The next day, Snow Mountain Ranch was hosting a cross country ski race for the blind. We mapped out our route; we’d be sharing part of the trail with the racers. I was nervous about it. I’m a realist. There are a lot of trails, why do we have to ski this one? What if we get in the way? What if we annoy the skiers? What if . . . . Thankfully, Ken isn’t a realist. We didn’t want to mess up the groomed trail so we skied off to the side of the groomed part. We’d been skiing for about 15 minutes when the first racers came up from behind. We all stopped and lined the trail.
The racers each had a guide skiing out in front of or beside them. “Straight, straight, straight, slight curve to the left, then it straightens out and dips down . . . spectators on the right.” As these amazing skiers raced by, I had tears brimming in my eyes. I had to work to take a breath; the racers literally took my breath away! It was amazing. Letting gravity have its way as the ski trail plummets downhill is trilling and frightening enough when you can see the bottom. Now close your eyes.
We were privileged to cheer on many skiers that morning. I’m so glad we took those trails. As the day wore on, the conversations I had with the kids were priceless.
“Mom, these people are amazing, aren’t they? They could just be sitting home, but they aren’t. They are out here.”
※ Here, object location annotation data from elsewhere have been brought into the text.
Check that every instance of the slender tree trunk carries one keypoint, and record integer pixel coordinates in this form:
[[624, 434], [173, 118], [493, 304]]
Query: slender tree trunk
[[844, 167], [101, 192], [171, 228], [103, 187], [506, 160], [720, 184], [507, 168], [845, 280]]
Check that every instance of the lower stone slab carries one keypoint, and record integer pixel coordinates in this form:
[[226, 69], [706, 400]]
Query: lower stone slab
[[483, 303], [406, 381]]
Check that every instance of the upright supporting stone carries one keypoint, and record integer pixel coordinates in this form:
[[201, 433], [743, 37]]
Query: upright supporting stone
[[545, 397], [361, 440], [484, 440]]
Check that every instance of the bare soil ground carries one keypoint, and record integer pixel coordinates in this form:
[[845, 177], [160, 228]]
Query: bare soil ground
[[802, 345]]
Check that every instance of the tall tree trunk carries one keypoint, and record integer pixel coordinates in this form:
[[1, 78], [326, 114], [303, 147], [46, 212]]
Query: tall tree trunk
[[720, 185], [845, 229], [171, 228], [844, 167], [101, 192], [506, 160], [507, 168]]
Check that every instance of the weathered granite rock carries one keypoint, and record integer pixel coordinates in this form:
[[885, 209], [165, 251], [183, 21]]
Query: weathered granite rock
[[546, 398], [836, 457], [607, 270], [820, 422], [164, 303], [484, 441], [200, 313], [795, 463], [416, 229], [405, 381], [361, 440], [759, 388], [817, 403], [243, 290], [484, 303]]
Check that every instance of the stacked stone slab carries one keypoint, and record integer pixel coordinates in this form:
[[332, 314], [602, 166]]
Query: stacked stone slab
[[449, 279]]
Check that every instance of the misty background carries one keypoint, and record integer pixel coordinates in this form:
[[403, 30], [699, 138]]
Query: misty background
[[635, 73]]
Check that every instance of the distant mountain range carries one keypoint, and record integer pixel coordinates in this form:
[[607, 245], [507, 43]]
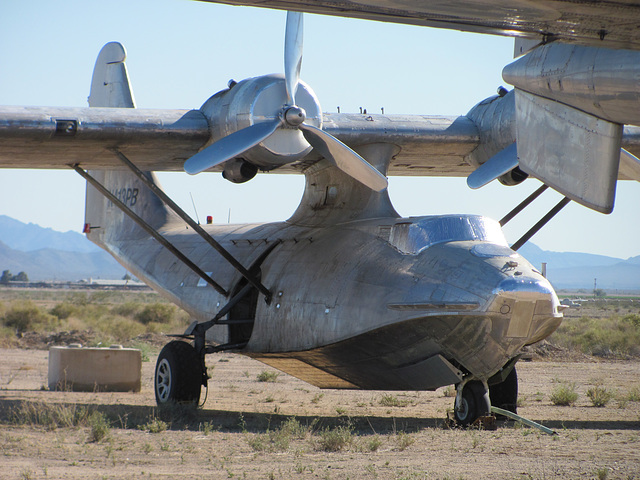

“Yes, Sammy, what you saw today was the human spirit at its best! But, you know what? There are a lot of people who can see and they just sit at home.”
“You’re right mom! I hadn’t ever thought of that.”
Conversations that touched on all kinds of things: How would you think about beauty if you couldn’t see? You wouldn’t be shackled by the culture’s ideas of beauty, would you? What is beauty? It certainly wouldn’t have anything to do with appearance. It would have a lot more to do with how a person made you feel when they were around. It would have more to do with sincerity and transparency.
My mom’s battle with cancer ended five years ago this weekend, February 4th, 2006. (Again, since I’m reprinting this, I’ll mention that now it’s been almost 14 years. How can that be? And this next part is still true …) I miss her every day. I am grateful for all the lessons she taught me. As I watched Madeline dig deep and muster all her courage to keep fighting gravity I was reminded of my mom’s fighting spirit. She didn’t necessarily fight gravity. She fought her own battles. One battle I am eternally grateful she never gave up fighting was her battle against the lure of Seagram’s 7. She made it to the summit too: she had more than 20 years of sobriety. I’m also grateful for the vision my mom gave me. Not a vision that comes from seeing with my eyes. She didn’t ever see people for their outer shell, she saw beyond all the trappings of her culture and her time and she passed that on to me in experiences and conversations and how she treated people.
for·ti·tude – mental and emotional strength in facing difficulty, adversity, danger, or temptation courageously.
My children will have their own battles to fight. I pray with all my heart they choose their guides wisely, set their goals higher than anyone would ever expect, and then have us all stand back in amazement.
One thought on “for·ti·tude”
Thank you to a very busy mother who took time to share that. Mothers rock!